ISIS’s widely discounted claim of responsibility for the Las Vegas massacre is indicative of the terror group's increasing desperation as it loses strongholds in Syria and Iraq, according to terrorism-watchers.
By making apparent false-claims of responsibility, ISIS is becoming "somewhat of a joke among the rank-and-file of the international terrorist elite,” said Peter Vincent, a former official at the Department of Homeland Security and a counterterrorism expert.
ISIS claimed Monday that Stephen Craig Paddock — who Las Vegas police say killed 58 people, in addition to himself, and injured at least 500 others — was a “soldier of the Islamic State” but gave no evidence to back up its claim.
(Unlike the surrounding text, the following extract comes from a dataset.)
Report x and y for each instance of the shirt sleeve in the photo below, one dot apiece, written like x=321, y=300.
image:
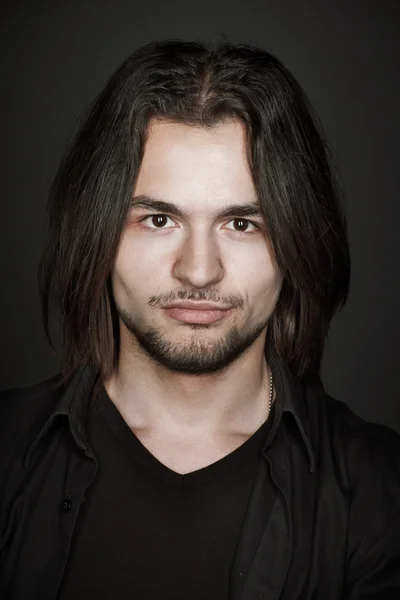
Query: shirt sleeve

Citing a “security source,” the group’s media arm, Amaq, said Paddock, a 64-year-old retiree from Mesquite, Nevada, carried out the attack “in response to calls to target coalition countries.” Unusually, ISIS doubled down on the claim, releasing a second statement claiming Paddock had recently converted to Islam and identified him as “Abu Abd El Bar.”
The FBI quickly dismissed ISIS's claims, saying at this stage there was no evidence Paddock had connection to any international terrorist group.
Paddock — who opened fire from the 32nd floor of a Las Vegas hotel late Sunday on crowds attending an outdoor country music festival below — is believed to have acted alone. It was the deadliest mass shooting in modern American history, and Paddock was "solely responsible for this heinous act," Assistant Clark County Sheriff Todd Fasulo told reporters Monday night.
While experts cautioned that new evidence could still be uncovered linking Paddock to ISIS, the Las Vegas shooting appeared to fit with a wider trend of the group claiming responsibility for more attacks in the last 18 months — including some they couldn't reasonably claim.
In June ISIS claimed an attack at a casino in the Philippine capital, Manila, but authorities dismissed the claim saying the suspect, who left dozens dead, was an indebted gambler.
“It’s a sign of their sheer desperation,” said Vincent, who added that the claims were indicative of a “fractured and damaged” ISIS, and especially of the decline of Amaq, its once sophisticated media arm.
In July Iraqi security forces drove ISIS out of Mosul, and in recent weeks U.S.-backed forces have closed in on the Syrian city of Raqqa — the so-called capital of the group's self-declared caliphate.
As ISIS forces retreat in Syria and Iraq, they also lose oil reserves, a key source of income for the group. “They’re losing their ability to self-fund, which made them unique,” Vincent said.
Duncan Gardham, NBC News security analyst, agreed that the group's spike in claims of responsibility over the past year was indicative of its “increasing desperation.”
“They’re losing the caliphate … but they still want to appear strong,” he said, adding that ISIS was concentrating on its image in the West rather than developments in Iraq and Syria.
"The story there is not good," he said, adding, "They always used attacks in the West as a tactic, but it may now be their only tactic.”
But by publishing these apparent false-claims of responsibility, ISIS is unknowingly undermining its credibility in the West, Gardham said.
“They don’t really understand that they are devaluing the claims they make because people don’t take them seriously anymore," Gardham said. “It’s a deeply flawed strategy.”
Vincent agreed. “They’re becoming a laughing stock when they make these sort of outrageous claims,” he said. “It greatly harms their international reputation.”
But Shiraz Maher, deputy director of the International Centre for the Study of Radicalisation and Political Violence at King’s College London, questioned whether the claims were indicative of a weakening ISIS.
Maher said the group was seeking to capitalize on the attack by publishing disinformation, spreading more panic and possibly hindering the investigation — as well as making a bid to inspire troops.
“In a sense it doesn’t matter if ISIS lies about this — their supporters will see it as a victory,” he said, adding that some followers would never believe what the FBI had to say.
“It’s a form of psychological warfare,” he added.